Artist Side Guide to Using RNDR
1. Preparing an ORBX Scene
The RNDR Network functions using the ORBX Scene File Format. Any scene that a user wants to render on the network needs to be exported as an ORBX file using OctaneRender Standalone or any of the supported OctaneRender Plugin Integrations. The scene must be configured properly, and optimization is recommended to avoid unnecessary rendering costs. Once a scene is exported as an ORBX file, it can then be uploaded to RNDR for peer-to-peer rendering. Please consult OctaneRender Documentation for complete instructions about how to use OctaneRender and packaging ORBX Scenes.
Note: For scenes created using an Octane plugin, it is recommended to first check importing the ORBX scene file in OctaneRender Standalone prior to uploading it to RNDR. Importing an ORBX scene in OctaneRender Standalone, allows you to confirm a scene is configured correctly prior to spending RNDR tokens on a render job. If you have issues with exporting ORBX files contact email@example.com.

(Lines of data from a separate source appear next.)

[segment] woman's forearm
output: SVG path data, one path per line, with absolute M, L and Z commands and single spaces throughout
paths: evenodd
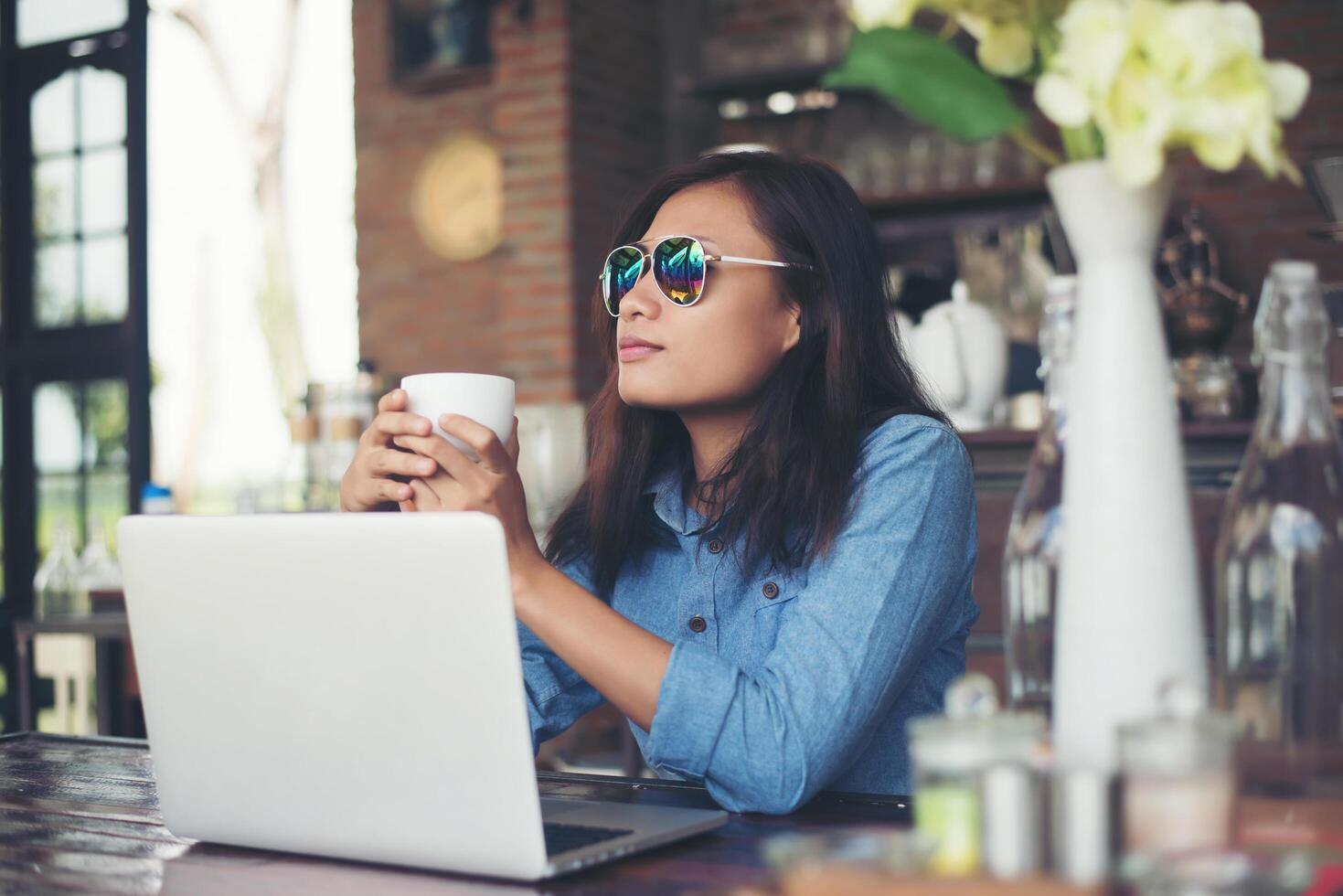
M 653 725 L 670 643 L 548 563 L 514 574 L 513 606 L 522 625 L 634 724 L 645 731 Z

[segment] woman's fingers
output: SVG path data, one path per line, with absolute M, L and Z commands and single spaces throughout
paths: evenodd
M 458 451 L 457 446 L 441 435 L 398 435 L 392 439 L 392 443 L 410 449 L 423 457 L 432 458 L 443 467 L 445 473 L 458 482 L 471 482 L 481 474 L 479 467 L 471 458 Z
M 441 506 L 442 502 L 424 480 L 411 480 L 410 489 L 412 496 L 410 502 L 415 505 L 416 510 L 420 508 L 431 510 Z
M 356 497 L 367 506 L 398 504 L 411 497 L 411 488 L 395 480 L 364 480 L 356 490 Z
M 428 435 L 432 424 L 419 414 L 404 411 L 383 411 L 373 418 L 373 423 L 364 430 L 365 445 L 387 445 L 395 435 Z
M 377 399 L 377 411 L 379 414 L 383 411 L 404 411 L 408 398 L 410 396 L 406 395 L 406 390 L 395 388 L 383 398 Z
M 438 465 L 427 457 L 385 447 L 368 453 L 368 467 L 373 477 L 432 476 L 438 470 Z
M 486 470 L 505 473 L 513 466 L 513 458 L 500 445 L 500 437 L 494 435 L 494 430 L 490 427 L 461 414 L 445 414 L 438 418 L 438 424 L 443 427 L 445 433 L 450 433 L 470 445 Z M 451 473 L 451 470 L 449 472 Z

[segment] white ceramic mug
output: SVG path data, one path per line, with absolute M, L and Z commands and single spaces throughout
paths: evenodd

2. Upload ORBX Scene for Rendering
Security Note: When you are uploading Scenes to RNDR, each file is encrypted during the uploading process and cannot be retrieved once on RNDR. As a result, RNDR does not fully function as cloud storage and we encourage storing a backup of your work internally.
Uploading a Scene
Using Octane Standalone or any of the OctaneRender supported plugins, export your scene as an ORBX file. Then navigate to the Scenes page by clicking on the Scenes tab in the top right then click on the orange cloud icon and select an OctaneRender Package File (files with .orbx extensions).
This process varies for some OctaneRender plugins that are more deeply integrated into the Host 3D Content Creation tool. For C4D, please consult the 'Octane Cloud Rendering' section of the OctaneRender for Cinema4D manual to see how this process works for the plugin [Copyright Ahmet Oktar].
3. Create a Job Parameters for Rendering
Once you have completed this process and uploaded your Scene, you will find it on the Scenes page. There you can create Jobs, delete Scenes, or sort Scenes by either date, name, or status.
When you have a scene to render, you can create a Job. To begin this process click the 'Create a Job' button your scene. You will be redirected to the ‘Create a Job’ page, where will have several options.
- # of Samples: Just like in OctaneRender, this sets the maximum number of samples per pixel before the rendering process stops. The higher the number of samples per pixel, the cleaner the render. It is important to test your preferred sample settings prior to cloud rendering in order to find the optimal amount of samples a render requires to achieve desired results. If you set your sample settings too low you may have an unusable noisy render, and conversely, if your sample settings are too high, you may be incurring cloud rendering costs with diminishing returns.
- Resolution: This must be between 1 and up to 65000 for both width and height.
- Select Frames: Range of frames you want to render (can be single frame, a range, or mix of ranges)
- Output: You have several options for the Format and the Output Naming Format. To change the format, simply click on the format you want. To change the Output Naming Format just enter one or more of the Output Naming Options in the field on the left.
4. Estimating Job Costs Prior to Rendering
Artists are able to generate a cost estimate for a render by providing their local hardware’s OctaneBench (OB) score and the time it takes to render one frame before sending the render job out to the network. This is to avoid final job cost exceeding the amount of tokens that were temporarily held for rendering. If the amount of work exceeds the amount of tokens in your account, a render will be paused and you will be prompted to add more tokens into your account.
To generate a RNDR estimate, download the latest version of OctaneBench: http://octanebench.com and run the application to get your system's OctaneBench score. Then render a single frame or range of frames from your scene, to see how long a frame takes to render. It is recommended to render the most complex frames from a scene in order to generate an upper bound of rendering times.
It is important to note that estimates are just an approximation, as there are often significant frame to frame disparities in rendering work that cannot be projected prior to completing rendering work. Working off an upper bound, limits the potential that your rendering costs will exceed the amount of tokens you have in your account.